Once a company has been granted CCAA protection, the Court enters an Initial Order establishing what is known as a ‘Stay of Proceedings’, which prevents creditors from taking action against the company, its directors and officers, and its assets for an initial period of 10 days (which can be further extended as the court deems appropriate) allowing the company to continue to manage the day-to-day operations of the business while it addresses its restructuring objectives in an orderly and efficient manner.

CCAA protection provides companies with the time and “breathing room” necessary to emerge as a successful, going concern business and to position the business as a stronger, more competitive company.

3.  How long will the CCAA process take? 

The Court granted CCAA protection for an initial period of 10 days, and on March 19, 2021 the CCAA protection was extended to June 4, 2021. The Company will work to complete its restructuring in a timely fashion, though there is no standard timeframe for the duration of CCAA proceedings.

4. Is Just Energy bankrupt?

No. While a company filing for CCAA is insolvent, meaning that it has insufficient liquidity to continue to fund its obligations as they become due and/or its liabilities are greater than the assets that are available to satisfy those liabilities, the company is not considered to be bankrupt. In Canada, ‘bankruptcy’ refers to proceedings commenced under the Bankruptcy and Insolvency Act, which is different than the CCAA.

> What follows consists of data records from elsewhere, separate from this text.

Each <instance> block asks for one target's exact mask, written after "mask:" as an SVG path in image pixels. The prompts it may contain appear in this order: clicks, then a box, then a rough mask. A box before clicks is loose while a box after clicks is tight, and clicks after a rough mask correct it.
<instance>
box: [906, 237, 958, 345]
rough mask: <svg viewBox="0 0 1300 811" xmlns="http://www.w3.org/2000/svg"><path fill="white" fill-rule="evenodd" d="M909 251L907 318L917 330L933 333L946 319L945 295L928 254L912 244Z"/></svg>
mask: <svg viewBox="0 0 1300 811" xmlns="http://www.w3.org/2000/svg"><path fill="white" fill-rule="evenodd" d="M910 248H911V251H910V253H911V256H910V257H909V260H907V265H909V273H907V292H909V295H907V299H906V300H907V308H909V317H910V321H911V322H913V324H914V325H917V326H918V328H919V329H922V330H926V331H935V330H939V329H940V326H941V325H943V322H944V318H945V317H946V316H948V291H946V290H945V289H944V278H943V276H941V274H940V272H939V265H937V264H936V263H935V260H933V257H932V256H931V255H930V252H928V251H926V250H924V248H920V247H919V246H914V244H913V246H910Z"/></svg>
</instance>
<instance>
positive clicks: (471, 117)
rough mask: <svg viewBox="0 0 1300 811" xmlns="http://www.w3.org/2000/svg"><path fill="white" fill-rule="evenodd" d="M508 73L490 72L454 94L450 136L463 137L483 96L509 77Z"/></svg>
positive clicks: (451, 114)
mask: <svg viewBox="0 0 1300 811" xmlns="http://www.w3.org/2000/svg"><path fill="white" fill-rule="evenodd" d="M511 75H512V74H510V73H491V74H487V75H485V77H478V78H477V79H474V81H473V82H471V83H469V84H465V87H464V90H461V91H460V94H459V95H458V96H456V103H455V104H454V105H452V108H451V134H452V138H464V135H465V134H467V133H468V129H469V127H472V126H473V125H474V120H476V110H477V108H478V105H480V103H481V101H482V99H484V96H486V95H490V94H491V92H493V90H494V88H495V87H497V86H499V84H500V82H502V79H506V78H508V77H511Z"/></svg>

In fact, the Stay of Proceedings under the CCAA prevents creditors from forcing the company into bankruptcy. For this reason, CCAA is sometimes referred to as ‘Bankruptcy Protection’.

We continue to proudly provide a vital service to our customers while meeting our regulatory obligations to ERCOT and regulators in the other jurisdictions in which we operate.

5. Is CCAA the same as declaring bankruptcy in the US?

CCAA would be most similar to a Chapter 11 reorganization in the US. We have also received an order from the US Court under Chapter 15 of the US Bankruptcy Code, which recognizes the Canadian process, as is customary in these matters.

6. Is Just Energy at risk of a POLR event? 

Other retail energy providers in Texas whose customers were shifted to a POLR (Provider of Last Resort) were not paying ERCOT. We continue to pay ERCOT, and in fact we pursued this course of action because it was the best path to ensure we could continue to pay ERCOT.

* Just Energy Group Inc. is the parent company of Hudson Energy Services, LLC.